Although CAR T cells have made their claim to fame in treating leukemia and lymphoma, scientists have now shown they can be directed toward other conditions. Systemic lupus erythematosus is an autoimmune disease in which autoantibodies produced by B cells—those same cells targeted by approved CAR T therapies—lead other immune cells to attack various tissues. Researchers and clinicians have tried to treat lupus by depleting B cells, but without success.
In a study published today (March 6) in Science Translational Medicine, researchers report killing off B cells in two mouse models of lupus using T cells modified with a chimeric antigen receptor (CAR) against CD19, the very B-cell surface protein the cancer therapies go after. The treatment eradicated autoantibodies and extended the animals’ lives.
“It’s a groundbreaking paper for new avenues of treating lupus,” says Anna-Marie Fairhurst, an immunologist at the Singapore Immunology Network who did not participate in the study. “How it’s going to play out in human disease will be interesting,” she adds. “I don’t see this as a final drug target for lupus, but . . . as a stepping stone. It really opens the door to amazing things.”

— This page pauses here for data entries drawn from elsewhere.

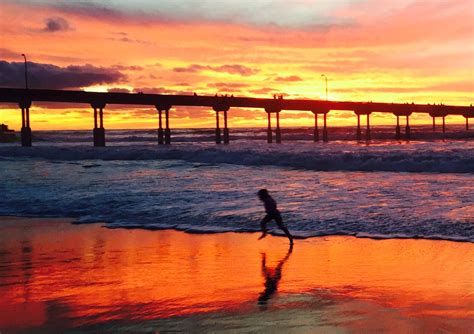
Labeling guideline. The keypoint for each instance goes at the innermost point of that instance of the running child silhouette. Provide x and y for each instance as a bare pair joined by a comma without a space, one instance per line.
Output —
272,213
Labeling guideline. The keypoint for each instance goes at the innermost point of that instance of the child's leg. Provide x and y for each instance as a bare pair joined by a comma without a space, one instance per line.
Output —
280,224
263,226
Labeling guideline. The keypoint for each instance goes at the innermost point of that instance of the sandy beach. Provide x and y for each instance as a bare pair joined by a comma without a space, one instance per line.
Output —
60,277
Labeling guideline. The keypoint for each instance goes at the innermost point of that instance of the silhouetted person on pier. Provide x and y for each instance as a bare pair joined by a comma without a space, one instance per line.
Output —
272,278
272,213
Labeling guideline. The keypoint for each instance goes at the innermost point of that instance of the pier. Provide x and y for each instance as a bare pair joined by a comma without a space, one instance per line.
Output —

The success of CAR T-cell treatments for cancer, which are particularly successful for B-cell leukemia and lymphoma, led coauthor Marko Radic, a molecular immunologist at the University of Tennessee Health Science Center, and colleagues to test whether CAR T cells could be used to treat lupus. “All of our studies really argued that B cells play a central role in the pathogenesis of lupus, so we had envisioned this approach as a test to see whether a relatively rigorous way of eliminating or depleting B cells would also lead to an improvement in the presentation of the disease,” he says.

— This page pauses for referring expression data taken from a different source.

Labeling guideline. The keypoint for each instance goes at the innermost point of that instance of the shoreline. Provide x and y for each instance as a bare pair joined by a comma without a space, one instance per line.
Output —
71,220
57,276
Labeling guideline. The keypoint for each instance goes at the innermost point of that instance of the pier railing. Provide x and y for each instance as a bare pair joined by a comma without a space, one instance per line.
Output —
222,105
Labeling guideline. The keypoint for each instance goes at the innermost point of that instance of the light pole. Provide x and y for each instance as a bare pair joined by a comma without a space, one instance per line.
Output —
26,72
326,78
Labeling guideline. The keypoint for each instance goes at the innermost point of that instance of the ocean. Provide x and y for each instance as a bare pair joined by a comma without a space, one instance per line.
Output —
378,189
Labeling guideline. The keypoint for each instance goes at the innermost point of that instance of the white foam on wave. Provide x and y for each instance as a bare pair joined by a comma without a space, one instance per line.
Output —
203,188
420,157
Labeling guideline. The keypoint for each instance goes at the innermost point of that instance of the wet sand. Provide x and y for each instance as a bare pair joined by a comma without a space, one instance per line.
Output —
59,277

The authors purified T cells from two different mouse models of lupus that were already showing signs of disease. Then they introduced a gene into the cells so they’d express a receptor against CD19. The team grew large numbers of the cells in vitro and injected them back into the rodents. Mice in which they confirmed that the CAR T cells depleted CD19-positive B cells and autoantibodies lived longer and had healthier spleens, kidneys, and skin than controls. The researchers also found that the introduced CAR T cells persisted for at least a year, while continuing to reduce the number of B cells.

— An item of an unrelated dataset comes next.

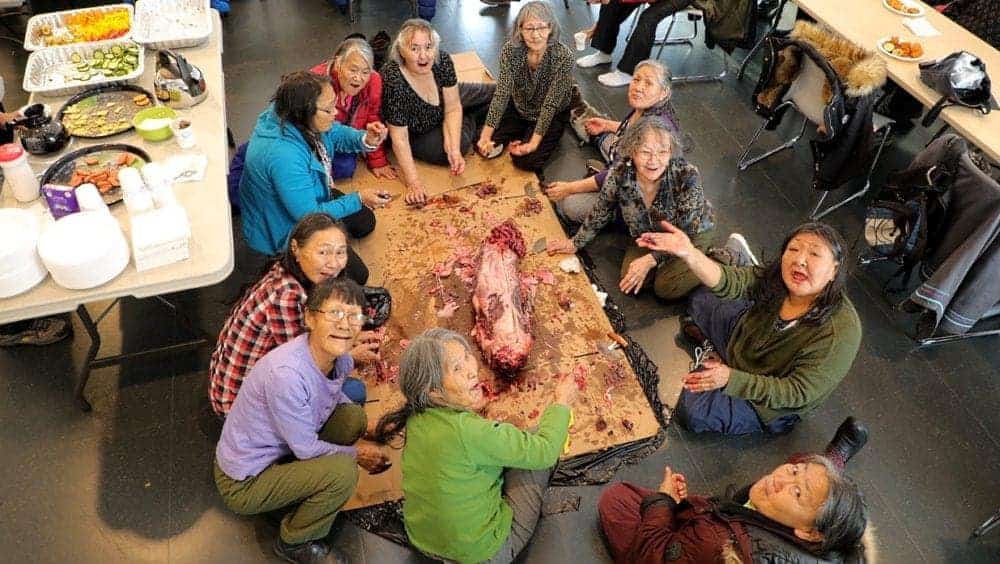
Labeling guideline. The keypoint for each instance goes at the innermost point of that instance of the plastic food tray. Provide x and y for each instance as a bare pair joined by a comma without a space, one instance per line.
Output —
172,24
43,73
55,19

When considering this study, one initial question is why would somebody want to deplete B cells in lupus, given that it’s already known that it doesn’t work with monoclonal antibodies, says Laurence Morel, an immunologist at the University of Florida who was not involved in the work. For instance, a drug called rituximab that kills B cells by targeting the CD20 receptor on their surface was tested on lupus patients in clinical trials, but was not effective.
It’s not clear why the drug didn’t work, she adds. “It’s possible that it’s because of incomplete deletion of the B cells. If that is the case, then the CAR T cell would be a better approach because it would achieve better and longer-lasting elimination because the T cells persist while the antibodies have a vanishing effect.” Another possibility for the discrepancy in therapies is the B-cell protein they grip on to. “[T]hey are targeting CD19, which is a major co-receptor on B cells, rather than targeting CD20, which has a far less defined function in B cells. That might be very important.”
And, of course, the studies are very different—rituximab having been trialled in humans, while the CAR Ts for lupus remain in the preclinical phase. “Lupus mice have been cured many times, so that’s always a caveat,” cautions Morel. “It should make us think about new tools that can be used, but this is still an exploratory type of study. This is not going to cure anybody soon.”
R. Kansal et al., “Sustained B cell depletion by CD19-targeted CAR T cells is a highly effective treatment for murine lupus,” Science Translational Medicine, doi:10.1126/scitranslmed.aav1648, 2019.